NB: Use sum rather than count: count gives frequency of TRUE and FALSE values, while sum counts the occurences of TRUE.
Report the absolute and/or relative abundance of countries with low life expectancy over time by continent. “Wide” format.
This follows on from the last task, but using a “Wide” format, it condenses the final output nicely, making it easier to interpret the relationship over time.
wideLifeExp <- function(gDat) {
daply(gDat, .(continent), summarise, numCountriesBelow50yrs = sum(lifeExp <
50))
}
lifeExpByTime <- daply(gDat, ~year, wideLifeExp)
print(xtable(lifeExpByTime, caption = "Number of countries per continent with life expectancy less than 50 years",
caption.placement = "top"), type = "html")

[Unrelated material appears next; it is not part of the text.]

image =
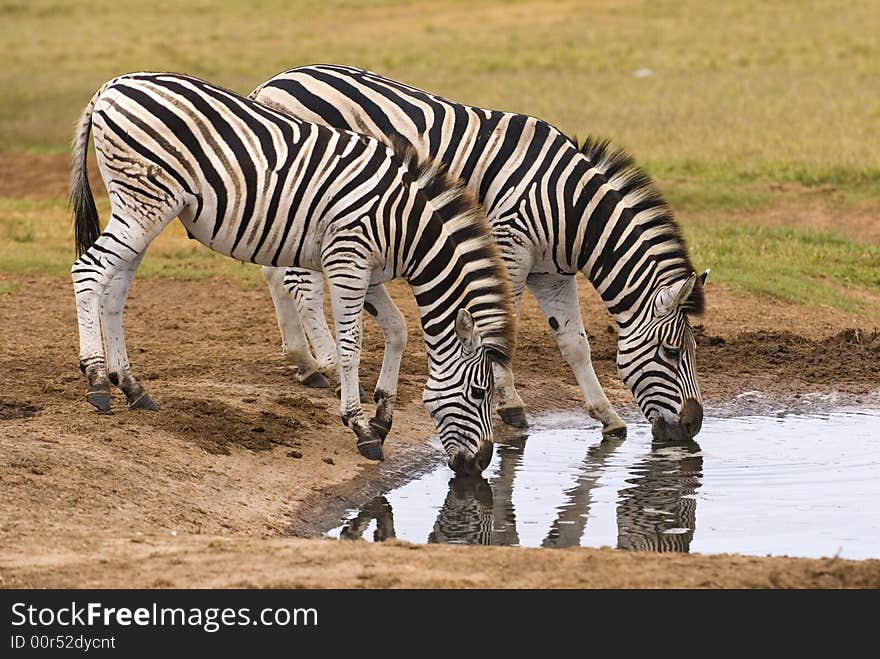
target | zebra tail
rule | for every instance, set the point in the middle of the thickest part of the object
(86, 224)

| Africa | Americas | Asia | Europe | Oceania | |
|---|---|---|---|---|---|
| 1952 | 50.00 | 9.00 | 22.00 | 1.00 | 0.00 |
| 1957 | 49.00 | 8.00 | 18.00 | 1.00 | 0.00 |
| 1962 | 47.00 | 6.00 | 17.00 | 0.00 | 0.00 |
| 1967 | 39.00 | 2.00 | 12.00 | 0.00 | 0.00 |
| 1972 | 36.00 | 2.00 | 6.00 | 0.00 | 0.00 |
| 1977 | 28.00 | 1.00 | 5.00 | 0.00 | 0.00 |
| 1982 | 24.00 | 0.00 | 3.00 | 0.00 | 0.00 |
| 1987 | 20.00 | 0.00 | 1.00 | 0.00 | 0.00 |
| 1992 | 20.00 | 0.00 | 1.00 | 0.00 | 0.00 |
| 1997 | 20.00 | 0.00 | 1.00 | 0.00 | 0.00 |
| 2002 | 22.00 | 0.00 | 1.00 | 0.00 | 0.00 |
| 2007 | 18.00 | 0.00 | 1.00 | 0.00 | 0.00 |
To make this table, I used a double daply: one embedded in the other. If I had used just one with ~continent + year it would have made one line for every contient*year combination. With two daply functions we can combine all of the by continent information within years. I couldn't get the location of the caption to move to the top on this one…even with caption.placement = "top" I have to investigate this further.